弟・道兼(玉置玲央)が人を殺した事実を知る場面については、知らなかったことに驚きはあったと思うと答えた上で、道隆にもずるさはあり、「弟が全部そういうところを背負っているのはもちろん知っていて、そこは見ないふりして全部任せていたっていうこともあっただろうなって」「申し訳なさとか、そこはお前に任せたよっていう思いだったりとか、一つ2つの感情だけじゃないなとは思いました、あのシーンは」とコメントした。

SNSでは、2012年度放送のNHK大河ドラマ『平清盛』で井浦が演じていた崇徳院と重ね、「井浦新さんが、崇徳さん時代に成し得なかった政を、12年後に藤原道隆として独裁政権で手に入れるの、胸アツ」「崇徳上皇、満を持してようやく自分の政を。独裁ですがね」「井浦道隆が独裁するの、平清盛のときの崇徳上皇が個人的に超トラウマになってたから、短期でも権力を手中におさめられる役でちょっとうれしかったりする」などの声が見られた。

第14回でいとまを申し出たいとは、為時(岸谷五朗)やまひろの真面目さとは打って変わって感情豊かだ。そんないとについて信川は「明るくするというよりはちょっとひっかき回すじゃないですけど、いいも悪いも家族にぐぐっと詰め寄ったり、見守ったりができたらいいなと思っております」と語る。

また、いとが溺愛してやまない惟規(高杉真宙)と為時に対する信川のコメントはチャーミングだ。惟規について問われた信川は「高杉真宙さんがもうすでにかわいい」「とってもかわいらしい性格とかわいらしいお顔で、いとは溺愛しております」とコメント。信川の言葉は、惟規の乳母であるいとの愛情をそのまま体現するかのようだ。
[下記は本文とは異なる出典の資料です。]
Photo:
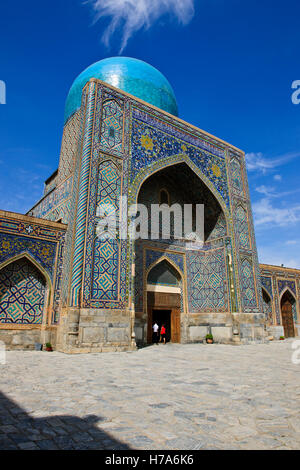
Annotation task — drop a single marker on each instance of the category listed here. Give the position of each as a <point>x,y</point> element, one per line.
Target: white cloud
<point>277,257</point>
<point>291,242</point>
<point>265,190</point>
<point>133,15</point>
<point>257,162</point>
<point>266,215</point>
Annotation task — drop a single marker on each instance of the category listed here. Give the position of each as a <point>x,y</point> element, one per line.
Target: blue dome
<point>131,75</point>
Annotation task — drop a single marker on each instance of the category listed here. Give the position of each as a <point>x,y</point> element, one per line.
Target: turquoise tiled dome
<point>131,75</point>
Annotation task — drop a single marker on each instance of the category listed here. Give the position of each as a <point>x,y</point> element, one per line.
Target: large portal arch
<point>288,304</point>
<point>164,299</point>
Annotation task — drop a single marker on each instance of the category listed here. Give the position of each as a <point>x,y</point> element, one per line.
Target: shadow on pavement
<point>18,430</point>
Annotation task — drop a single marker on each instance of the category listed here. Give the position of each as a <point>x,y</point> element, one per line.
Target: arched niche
<point>267,304</point>
<point>164,299</point>
<point>184,186</point>
<point>288,313</point>
<point>24,292</point>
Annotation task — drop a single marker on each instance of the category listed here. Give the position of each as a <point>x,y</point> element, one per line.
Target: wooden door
<point>287,319</point>
<point>175,325</point>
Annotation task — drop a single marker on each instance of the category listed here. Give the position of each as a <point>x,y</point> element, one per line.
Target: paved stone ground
<point>160,397</point>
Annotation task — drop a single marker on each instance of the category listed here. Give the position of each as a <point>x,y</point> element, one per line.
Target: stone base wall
<point>27,338</point>
<point>225,327</point>
<point>95,330</point>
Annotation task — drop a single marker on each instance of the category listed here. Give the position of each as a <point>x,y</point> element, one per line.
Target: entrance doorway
<point>164,301</point>
<point>163,317</point>
<point>164,309</point>
<point>287,303</point>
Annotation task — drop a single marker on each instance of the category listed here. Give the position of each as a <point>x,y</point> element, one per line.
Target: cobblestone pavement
<point>160,397</point>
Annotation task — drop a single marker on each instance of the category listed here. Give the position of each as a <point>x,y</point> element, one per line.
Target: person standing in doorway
<point>163,334</point>
<point>155,333</point>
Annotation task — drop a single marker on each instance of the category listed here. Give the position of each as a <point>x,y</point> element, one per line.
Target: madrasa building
<point>62,282</point>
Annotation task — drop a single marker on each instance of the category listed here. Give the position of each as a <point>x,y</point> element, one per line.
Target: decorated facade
<point>62,281</point>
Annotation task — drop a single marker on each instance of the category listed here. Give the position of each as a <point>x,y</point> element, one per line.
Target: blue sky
<point>231,64</point>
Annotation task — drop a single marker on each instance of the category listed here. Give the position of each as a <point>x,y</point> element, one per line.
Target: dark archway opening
<point>267,303</point>
<point>287,305</point>
<point>22,293</point>
<point>178,184</point>
<point>164,301</point>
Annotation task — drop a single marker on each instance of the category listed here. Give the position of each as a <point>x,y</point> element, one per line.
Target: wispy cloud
<point>132,15</point>
<point>276,256</point>
<point>258,162</point>
<point>270,192</point>
<point>268,215</point>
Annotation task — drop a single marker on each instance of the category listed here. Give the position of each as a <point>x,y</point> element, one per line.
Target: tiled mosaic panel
<point>266,282</point>
<point>267,306</point>
<point>283,284</point>
<point>153,256</point>
<point>184,187</point>
<point>150,144</point>
<point>207,281</point>
<point>22,294</point>
<point>41,250</point>
<point>247,286</point>
<point>60,195</point>
<point>236,176</point>
<point>109,186</point>
<point>105,284</point>
<point>106,267</point>
<point>242,228</point>
<point>69,147</point>
<point>112,126</point>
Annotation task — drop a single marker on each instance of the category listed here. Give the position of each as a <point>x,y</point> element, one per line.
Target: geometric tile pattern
<point>247,285</point>
<point>242,228</point>
<point>43,243</point>
<point>22,293</point>
<point>151,145</point>
<point>112,126</point>
<point>105,273</point>
<point>106,252</point>
<point>43,251</point>
<point>267,305</point>
<point>69,147</point>
<point>236,176</point>
<point>109,185</point>
<point>207,281</point>
<point>282,284</point>
<point>266,282</point>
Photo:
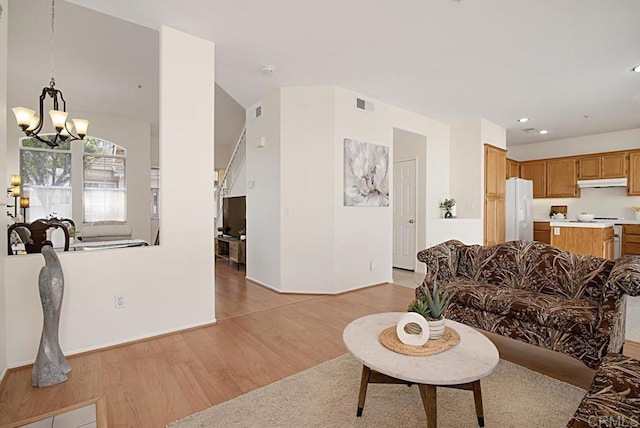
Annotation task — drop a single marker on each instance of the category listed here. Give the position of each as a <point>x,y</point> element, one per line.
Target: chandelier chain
<point>53,29</point>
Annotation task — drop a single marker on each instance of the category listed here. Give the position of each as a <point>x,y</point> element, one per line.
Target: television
<point>234,215</point>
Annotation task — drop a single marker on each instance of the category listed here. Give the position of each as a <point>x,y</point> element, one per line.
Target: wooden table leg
<point>429,401</point>
<point>477,397</point>
<point>364,382</point>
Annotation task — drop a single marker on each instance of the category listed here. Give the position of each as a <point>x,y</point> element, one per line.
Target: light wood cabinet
<point>614,165</point>
<point>561,178</point>
<point>634,173</point>
<point>589,167</point>
<point>605,165</point>
<point>542,231</point>
<point>513,169</point>
<point>631,239</point>
<point>495,161</point>
<point>584,240</point>
<point>535,171</point>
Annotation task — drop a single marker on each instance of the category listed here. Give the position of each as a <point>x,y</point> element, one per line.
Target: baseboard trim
<point>315,293</point>
<point>101,413</point>
<point>118,344</point>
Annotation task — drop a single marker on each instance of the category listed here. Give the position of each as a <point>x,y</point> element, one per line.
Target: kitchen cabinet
<point>513,169</point>
<point>495,161</point>
<point>542,232</point>
<point>634,173</point>
<point>631,239</point>
<point>605,165</point>
<point>535,171</point>
<point>561,178</point>
<point>593,241</point>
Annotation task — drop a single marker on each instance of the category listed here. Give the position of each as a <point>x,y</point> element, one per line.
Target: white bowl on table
<point>585,217</point>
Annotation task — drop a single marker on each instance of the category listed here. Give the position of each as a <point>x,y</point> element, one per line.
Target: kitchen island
<point>590,238</point>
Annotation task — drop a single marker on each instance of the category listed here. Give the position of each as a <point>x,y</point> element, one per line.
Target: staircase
<point>231,173</point>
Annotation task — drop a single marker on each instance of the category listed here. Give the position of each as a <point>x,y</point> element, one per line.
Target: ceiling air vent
<point>364,105</point>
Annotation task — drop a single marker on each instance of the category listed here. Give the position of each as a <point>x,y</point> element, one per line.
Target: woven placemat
<point>389,339</point>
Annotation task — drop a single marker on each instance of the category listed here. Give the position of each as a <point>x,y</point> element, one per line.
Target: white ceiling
<point>554,61</point>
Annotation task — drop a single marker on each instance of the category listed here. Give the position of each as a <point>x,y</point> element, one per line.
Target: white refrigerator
<point>519,207</point>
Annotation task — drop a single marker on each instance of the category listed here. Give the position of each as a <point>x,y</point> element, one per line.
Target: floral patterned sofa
<point>537,293</point>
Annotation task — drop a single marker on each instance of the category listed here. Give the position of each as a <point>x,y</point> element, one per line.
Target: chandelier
<point>31,124</point>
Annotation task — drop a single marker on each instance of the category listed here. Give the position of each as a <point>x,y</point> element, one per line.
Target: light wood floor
<point>260,337</point>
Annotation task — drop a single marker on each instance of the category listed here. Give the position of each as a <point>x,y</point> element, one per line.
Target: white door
<point>404,214</point>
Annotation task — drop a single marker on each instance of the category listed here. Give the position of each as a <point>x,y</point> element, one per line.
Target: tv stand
<point>231,249</point>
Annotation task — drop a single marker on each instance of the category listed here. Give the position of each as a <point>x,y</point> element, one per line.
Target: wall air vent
<point>364,105</point>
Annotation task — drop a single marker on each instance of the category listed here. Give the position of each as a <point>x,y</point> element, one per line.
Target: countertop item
<point>584,224</point>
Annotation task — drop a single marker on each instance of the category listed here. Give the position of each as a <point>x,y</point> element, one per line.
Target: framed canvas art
<point>366,174</point>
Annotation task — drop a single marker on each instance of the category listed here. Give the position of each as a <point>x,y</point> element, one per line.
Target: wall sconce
<point>24,204</point>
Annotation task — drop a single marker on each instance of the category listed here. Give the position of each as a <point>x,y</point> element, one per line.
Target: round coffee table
<point>461,367</point>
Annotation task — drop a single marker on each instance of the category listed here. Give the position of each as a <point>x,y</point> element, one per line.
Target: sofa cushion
<point>557,312</point>
<point>536,267</point>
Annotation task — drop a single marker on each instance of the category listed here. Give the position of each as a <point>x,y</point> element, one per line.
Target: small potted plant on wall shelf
<point>447,206</point>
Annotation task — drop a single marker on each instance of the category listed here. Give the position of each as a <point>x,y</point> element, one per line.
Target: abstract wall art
<point>366,174</point>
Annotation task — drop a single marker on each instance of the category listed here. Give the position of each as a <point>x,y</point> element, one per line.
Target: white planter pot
<point>436,329</point>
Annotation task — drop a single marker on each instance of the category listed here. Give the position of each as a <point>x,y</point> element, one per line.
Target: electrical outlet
<point>118,302</point>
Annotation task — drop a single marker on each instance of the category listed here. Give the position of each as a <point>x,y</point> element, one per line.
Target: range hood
<point>603,182</point>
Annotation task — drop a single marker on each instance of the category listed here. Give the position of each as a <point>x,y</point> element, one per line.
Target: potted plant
<point>448,205</point>
<point>432,305</point>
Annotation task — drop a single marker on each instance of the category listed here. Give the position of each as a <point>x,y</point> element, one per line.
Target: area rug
<point>326,396</point>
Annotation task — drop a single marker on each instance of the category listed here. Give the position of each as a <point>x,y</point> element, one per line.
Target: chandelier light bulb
<point>23,116</point>
<point>59,118</point>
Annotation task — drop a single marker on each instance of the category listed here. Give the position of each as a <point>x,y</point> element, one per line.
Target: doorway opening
<point>409,206</point>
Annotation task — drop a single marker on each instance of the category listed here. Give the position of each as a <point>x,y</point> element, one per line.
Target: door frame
<point>415,212</point>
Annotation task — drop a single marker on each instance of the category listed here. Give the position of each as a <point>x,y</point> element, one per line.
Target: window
<point>46,178</point>
<point>105,192</point>
<point>100,193</point>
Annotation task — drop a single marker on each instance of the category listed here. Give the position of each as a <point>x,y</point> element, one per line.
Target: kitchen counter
<point>582,224</point>
<point>620,221</point>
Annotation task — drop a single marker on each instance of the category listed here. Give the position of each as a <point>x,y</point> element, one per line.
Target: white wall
<point>362,234</point>
<point>307,186</point>
<point>4,4</point>
<point>230,119</point>
<point>166,288</point>
<point>608,142</point>
<point>263,201</point>
<point>406,146</point>
<point>467,154</point>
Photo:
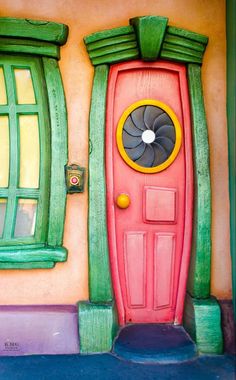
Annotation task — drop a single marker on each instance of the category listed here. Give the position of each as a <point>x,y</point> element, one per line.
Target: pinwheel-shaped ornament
<point>149,136</point>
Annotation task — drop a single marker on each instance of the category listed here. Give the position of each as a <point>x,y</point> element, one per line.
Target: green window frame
<point>35,50</point>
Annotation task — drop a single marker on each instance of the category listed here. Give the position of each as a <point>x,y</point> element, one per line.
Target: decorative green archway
<point>148,38</point>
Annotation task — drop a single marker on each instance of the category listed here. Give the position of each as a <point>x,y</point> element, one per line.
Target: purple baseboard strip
<point>39,329</point>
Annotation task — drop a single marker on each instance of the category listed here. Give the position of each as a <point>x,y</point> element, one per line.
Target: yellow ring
<point>170,113</point>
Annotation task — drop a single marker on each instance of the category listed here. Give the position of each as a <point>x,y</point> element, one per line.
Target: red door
<point>149,189</point>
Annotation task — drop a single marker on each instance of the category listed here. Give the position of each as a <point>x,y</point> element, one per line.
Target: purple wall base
<point>29,330</point>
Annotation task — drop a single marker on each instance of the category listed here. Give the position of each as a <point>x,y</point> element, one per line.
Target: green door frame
<point>231,118</point>
<point>148,38</point>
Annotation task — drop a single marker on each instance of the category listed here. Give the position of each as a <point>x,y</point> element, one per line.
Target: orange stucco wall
<point>67,282</point>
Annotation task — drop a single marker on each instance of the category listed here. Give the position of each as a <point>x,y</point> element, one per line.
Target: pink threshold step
<point>28,330</point>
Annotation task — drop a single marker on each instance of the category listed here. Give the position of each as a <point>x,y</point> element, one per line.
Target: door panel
<point>160,205</point>
<point>164,255</point>
<point>147,236</point>
<point>135,268</point>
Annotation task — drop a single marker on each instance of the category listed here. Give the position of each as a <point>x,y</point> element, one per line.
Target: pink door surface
<point>149,189</point>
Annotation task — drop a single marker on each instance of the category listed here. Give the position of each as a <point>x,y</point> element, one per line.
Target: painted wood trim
<point>202,320</point>
<point>231,121</point>
<point>13,45</point>
<point>99,269</point>
<point>150,31</point>
<point>13,111</point>
<point>28,265</point>
<point>97,327</point>
<point>120,56</point>
<point>200,271</point>
<point>109,33</point>
<point>59,154</point>
<point>154,38</point>
<point>38,30</point>
<point>20,254</point>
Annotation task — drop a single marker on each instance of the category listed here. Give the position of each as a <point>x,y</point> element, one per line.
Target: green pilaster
<point>231,117</point>
<point>202,320</point>
<point>59,154</point>
<point>150,31</point>
<point>99,270</point>
<point>200,271</point>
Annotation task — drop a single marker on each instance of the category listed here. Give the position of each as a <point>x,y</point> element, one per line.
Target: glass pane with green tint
<point>29,151</point>
<point>4,151</point>
<point>3,205</point>
<point>3,94</point>
<point>25,217</point>
<point>24,86</point>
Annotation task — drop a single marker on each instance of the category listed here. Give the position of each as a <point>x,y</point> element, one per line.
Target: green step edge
<point>97,327</point>
<point>202,320</point>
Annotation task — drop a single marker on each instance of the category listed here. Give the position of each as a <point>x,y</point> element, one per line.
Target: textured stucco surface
<point>67,282</point>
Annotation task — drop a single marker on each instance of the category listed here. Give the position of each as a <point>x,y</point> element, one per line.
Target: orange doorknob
<point>123,200</point>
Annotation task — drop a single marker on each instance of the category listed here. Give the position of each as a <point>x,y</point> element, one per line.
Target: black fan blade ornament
<point>148,149</point>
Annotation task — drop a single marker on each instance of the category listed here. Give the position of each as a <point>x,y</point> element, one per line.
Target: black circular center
<point>148,136</point>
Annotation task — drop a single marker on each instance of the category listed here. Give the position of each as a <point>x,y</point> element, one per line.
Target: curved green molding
<point>148,38</point>
<point>231,117</point>
<point>150,31</point>
<point>34,29</point>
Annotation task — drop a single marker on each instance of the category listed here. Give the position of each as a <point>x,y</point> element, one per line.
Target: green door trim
<point>231,117</point>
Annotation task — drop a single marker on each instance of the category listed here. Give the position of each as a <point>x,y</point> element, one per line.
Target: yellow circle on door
<point>144,146</point>
<point>123,201</point>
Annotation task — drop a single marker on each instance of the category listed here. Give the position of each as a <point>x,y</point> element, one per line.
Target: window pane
<point>29,151</point>
<point>24,86</point>
<point>3,95</point>
<point>4,151</point>
<point>3,204</point>
<point>25,217</point>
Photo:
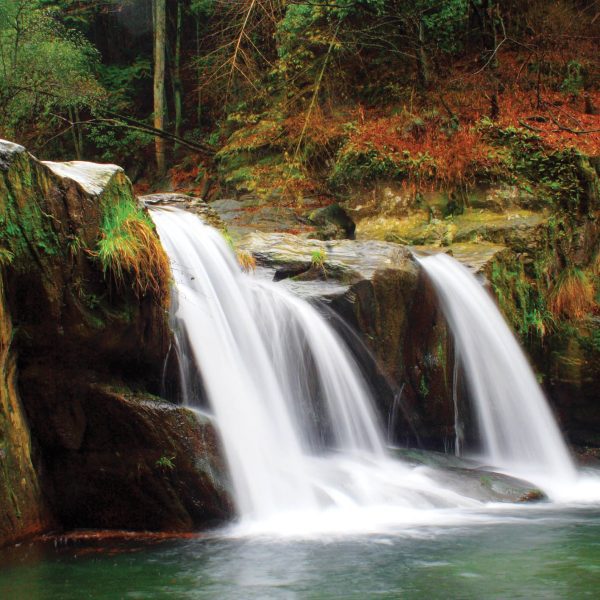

いとまを申し出るシーンについては、「絶対こんなこと言いたくないけど、本当に少しでも食いぶちを減らさなければ、私がいたら見るだけであつかろうみたいな感じだったと思うんですけど、それはすごくつらくて、しかも殿様(為時)のことめちゃめちゃ好きなので」と、笑いながらもいとの心情を語った。為時たち家族との暮らしはいとにとってかけがえのないものであることは、信川が見せるコミカルながらも素直な感情表現からひしひしと伝わってくる。信川は「殿様にきょう引き止めてもらえてよかったです。ありがとう殿~!」と茶目っ気たっぷりに締め括った。

なお、SNSではいとの言動がくすっと笑えると話題に。いとの存在が劇中に漂うシリアスな空気をふっと軽くしてくれることから「乳母のいとさん、ちょっとクスッとさせてくれるところが 『源氏物語』における近江の君みたいなポジションだな。 多分こういうほっとできるキャラクターがないと物語が息苦しくなっちゃうってわかってたんだよね紫式部」「いとさんみたいな立ち位置は潤滑油のような役割をしているのだなと思った」などの声があがっていた。また為時にいとまを申し出る場面での演技については「乳母だけどもう、本当の家族以上にこの家族を愛しているのが伝わりますね」といった声があがっている。